The lactobacillus feeds on the byproducts of the yeast
fermentation, and in turn makes the culture go sour by
excreting lactic acid, which protects it from spoiling
(since most microbes are unable to survive in an acid
environment). All breads used to be sourdoughs, and the
leavening process was not understood until the 19th
century, when with the advance of microscopes, scientists
were able to discover the microbes that make the dough
rise. Since then, strains of yeast have been selected and
cultured mainly for reliability and quickness of
fermentation.
Billions of cells
of these strains are then packaged and marketed as
"Baker's Yeast". Bread made with baker's yeast
is not sour because of the absence of the lactobacillus.
Bakers around the world quickly embraced baker's yeast for
it made baking simple and so allowed for more flexibility
in the bakery's operations. It made baking quick as well,
allowing bakeries to make fresh bread from scratch as
often as three times a day. While European bakeries kept
producing sourdough breads, in the U.S., sourdough baking
was widely replaced by baker's yeast, and only recently
has that country (or parts of it, at least) seen the
rebirth of sour-vinegar dough in artisan bakeries.
Sourdough breads
are most often made with a sourdough starter (not
to be confused with the starter method discussed above). A
sourdough starter is a culture of yeast and lactobacillus.
It is essentially a dough-like or pancake-like flour/water
mixture in which the yeast and lactobacilli live. A
starter can be maintained indefinitely by periodically
discarding a part of it and refreshing it by adding
fresh flour and water. (When refrigerated, a starter can
go weeks without needing to be fed.)
There are
starters owned by bakeries and families that are several
human generations old, much revered for creating a special
taste or texture. Starters can be obtained by taking a
piece of another starter and growing it, or they can be
made from scratch. There are hobbyist groups on the web
who will send their starter for a stamped, self-addressed
envelope, and there are even mail-order companies that
sell different starters from all over the world. An
acquired starter has the advantage to be more proven and established
(stable and reliable, resisting spoiling and behaving
predictably) than from-scratch starters.
There are other
ways of sourdough baking and culture maintenance. A more
traditional one is the process that was followed by
peasant families throughout Europe in past centuries. The
family (usually the woman was in charge of bread making)
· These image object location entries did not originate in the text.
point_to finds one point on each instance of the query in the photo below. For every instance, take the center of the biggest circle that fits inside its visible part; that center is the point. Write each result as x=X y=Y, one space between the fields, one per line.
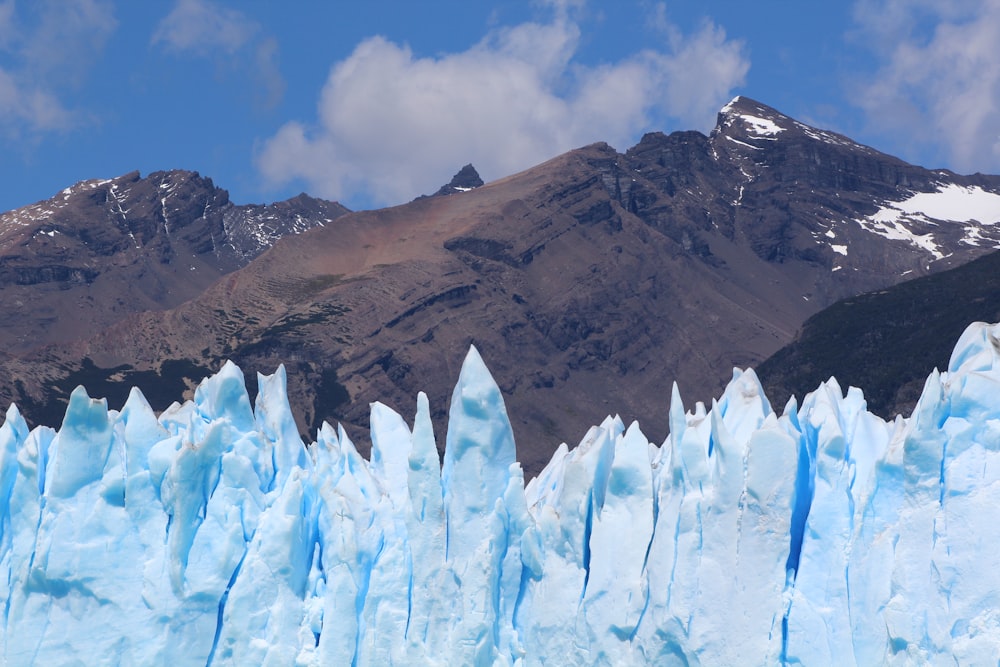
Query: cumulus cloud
x=391 y=125
x=47 y=49
x=937 y=86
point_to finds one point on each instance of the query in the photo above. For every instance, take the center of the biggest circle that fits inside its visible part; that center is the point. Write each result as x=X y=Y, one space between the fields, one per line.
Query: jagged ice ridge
x=213 y=535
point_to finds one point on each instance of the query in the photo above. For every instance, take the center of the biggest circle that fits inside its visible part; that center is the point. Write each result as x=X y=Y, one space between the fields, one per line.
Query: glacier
x=212 y=534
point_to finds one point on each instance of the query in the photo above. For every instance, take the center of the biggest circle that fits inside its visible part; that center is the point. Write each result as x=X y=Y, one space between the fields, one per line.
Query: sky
x=374 y=103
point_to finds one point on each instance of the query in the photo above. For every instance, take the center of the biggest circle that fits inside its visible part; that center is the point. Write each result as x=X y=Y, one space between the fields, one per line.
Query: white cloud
x=392 y=125
x=937 y=86
x=200 y=27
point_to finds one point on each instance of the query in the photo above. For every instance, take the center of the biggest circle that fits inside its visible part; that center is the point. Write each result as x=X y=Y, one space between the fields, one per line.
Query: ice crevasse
x=213 y=535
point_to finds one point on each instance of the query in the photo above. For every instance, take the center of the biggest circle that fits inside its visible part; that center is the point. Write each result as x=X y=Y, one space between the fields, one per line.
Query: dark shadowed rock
x=588 y=283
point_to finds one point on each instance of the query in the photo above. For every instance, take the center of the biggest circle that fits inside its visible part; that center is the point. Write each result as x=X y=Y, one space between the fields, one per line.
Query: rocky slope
x=100 y=250
x=887 y=341
x=589 y=283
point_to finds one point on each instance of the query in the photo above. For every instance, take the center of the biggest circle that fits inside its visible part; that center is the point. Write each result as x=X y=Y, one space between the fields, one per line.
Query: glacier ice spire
x=212 y=534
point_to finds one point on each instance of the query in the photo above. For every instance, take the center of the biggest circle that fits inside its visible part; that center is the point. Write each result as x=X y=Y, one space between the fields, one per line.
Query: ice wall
x=213 y=535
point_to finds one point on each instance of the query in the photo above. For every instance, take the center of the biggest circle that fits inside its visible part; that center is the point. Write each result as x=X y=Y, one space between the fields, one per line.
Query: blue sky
x=373 y=103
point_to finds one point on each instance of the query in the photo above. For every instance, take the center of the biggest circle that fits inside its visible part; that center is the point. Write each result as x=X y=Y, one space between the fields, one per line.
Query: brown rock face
x=589 y=284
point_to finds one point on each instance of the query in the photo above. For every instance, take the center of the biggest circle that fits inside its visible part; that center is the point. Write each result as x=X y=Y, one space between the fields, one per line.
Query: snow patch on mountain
x=917 y=218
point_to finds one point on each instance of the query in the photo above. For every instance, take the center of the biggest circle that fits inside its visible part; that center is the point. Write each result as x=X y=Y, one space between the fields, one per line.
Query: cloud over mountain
x=392 y=123
x=938 y=84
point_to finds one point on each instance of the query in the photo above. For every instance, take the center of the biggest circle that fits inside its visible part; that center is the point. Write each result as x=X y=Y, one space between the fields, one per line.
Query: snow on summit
x=213 y=535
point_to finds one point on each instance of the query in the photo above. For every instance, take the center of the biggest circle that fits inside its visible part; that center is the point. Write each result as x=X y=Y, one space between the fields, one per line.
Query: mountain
x=100 y=250
x=887 y=341
x=588 y=282
x=212 y=535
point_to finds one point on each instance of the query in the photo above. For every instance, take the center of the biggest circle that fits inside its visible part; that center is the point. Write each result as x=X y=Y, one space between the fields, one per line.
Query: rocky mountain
x=100 y=250
x=887 y=341
x=596 y=274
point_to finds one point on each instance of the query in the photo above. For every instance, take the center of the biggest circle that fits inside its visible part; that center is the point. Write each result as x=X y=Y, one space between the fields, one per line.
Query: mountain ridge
x=595 y=273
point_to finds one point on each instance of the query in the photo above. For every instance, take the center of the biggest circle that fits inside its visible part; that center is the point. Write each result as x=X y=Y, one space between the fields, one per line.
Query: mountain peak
x=466 y=179
x=745 y=118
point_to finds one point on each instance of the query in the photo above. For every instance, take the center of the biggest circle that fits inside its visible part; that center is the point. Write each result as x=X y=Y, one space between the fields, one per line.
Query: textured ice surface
x=213 y=535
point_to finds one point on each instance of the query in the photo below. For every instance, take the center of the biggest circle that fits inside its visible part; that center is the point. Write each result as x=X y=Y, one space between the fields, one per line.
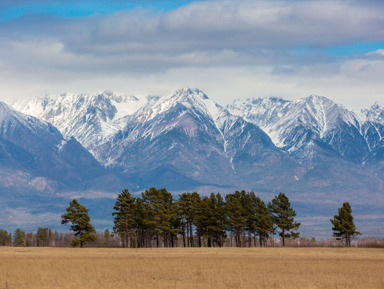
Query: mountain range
x=313 y=149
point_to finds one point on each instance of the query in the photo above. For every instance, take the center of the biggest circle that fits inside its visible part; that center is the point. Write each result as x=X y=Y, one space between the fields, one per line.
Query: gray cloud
x=229 y=48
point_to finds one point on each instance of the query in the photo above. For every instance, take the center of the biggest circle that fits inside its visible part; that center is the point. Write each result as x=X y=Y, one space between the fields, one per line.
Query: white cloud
x=230 y=49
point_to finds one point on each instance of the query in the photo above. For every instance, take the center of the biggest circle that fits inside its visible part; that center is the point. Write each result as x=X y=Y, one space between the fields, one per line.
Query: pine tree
x=124 y=216
x=77 y=215
x=283 y=217
x=263 y=222
x=236 y=215
x=343 y=225
x=161 y=215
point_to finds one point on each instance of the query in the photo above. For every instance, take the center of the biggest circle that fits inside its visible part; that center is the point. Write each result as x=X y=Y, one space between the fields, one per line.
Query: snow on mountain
x=37 y=150
x=293 y=125
x=185 y=136
x=375 y=114
x=91 y=119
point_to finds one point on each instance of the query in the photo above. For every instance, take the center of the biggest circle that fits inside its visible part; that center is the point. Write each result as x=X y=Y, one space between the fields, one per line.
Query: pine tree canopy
x=283 y=217
x=77 y=216
x=343 y=225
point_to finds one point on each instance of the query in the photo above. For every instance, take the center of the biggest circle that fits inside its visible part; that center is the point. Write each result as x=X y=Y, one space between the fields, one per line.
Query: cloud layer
x=230 y=49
would bake on a fixed schedule, perhaps once a week. The
starter was saved from the previous week's dough. The
starter was mixed with the new ingredients, the dough was
left to rise, then a piece of it was saved (to be the
starter for next week's bread). The rest was formed into
loaves which were marked with the family sign (this is
where today's decorative slashing of bread loaves
originates from), and taken to the communal oven to bake.
These communal ovens over time evolved into what we know
today as bakeries, when certain people specialized in
bread baking, and with time enhanced the process so far as
to be able to mass produce cheap bread for everyone in the
village.
San Francisco
sourdoughs
The most famous
sourdough bread made in the U.S. is the San Francisco
Sourdough, which in contrast to the majority of the
country has remained in continuous production for nearly
150 years, with some bakeries able to trace their starters
back to California's territorial period. It is a white
bread, characterized by a pronounced sourness (not all
sourdoughs are as sour as the San Francisco Sourdough), so
much so that the dominant strain of lactobacillus in
sourdough starters was named Lactobacillus sanfrancisco.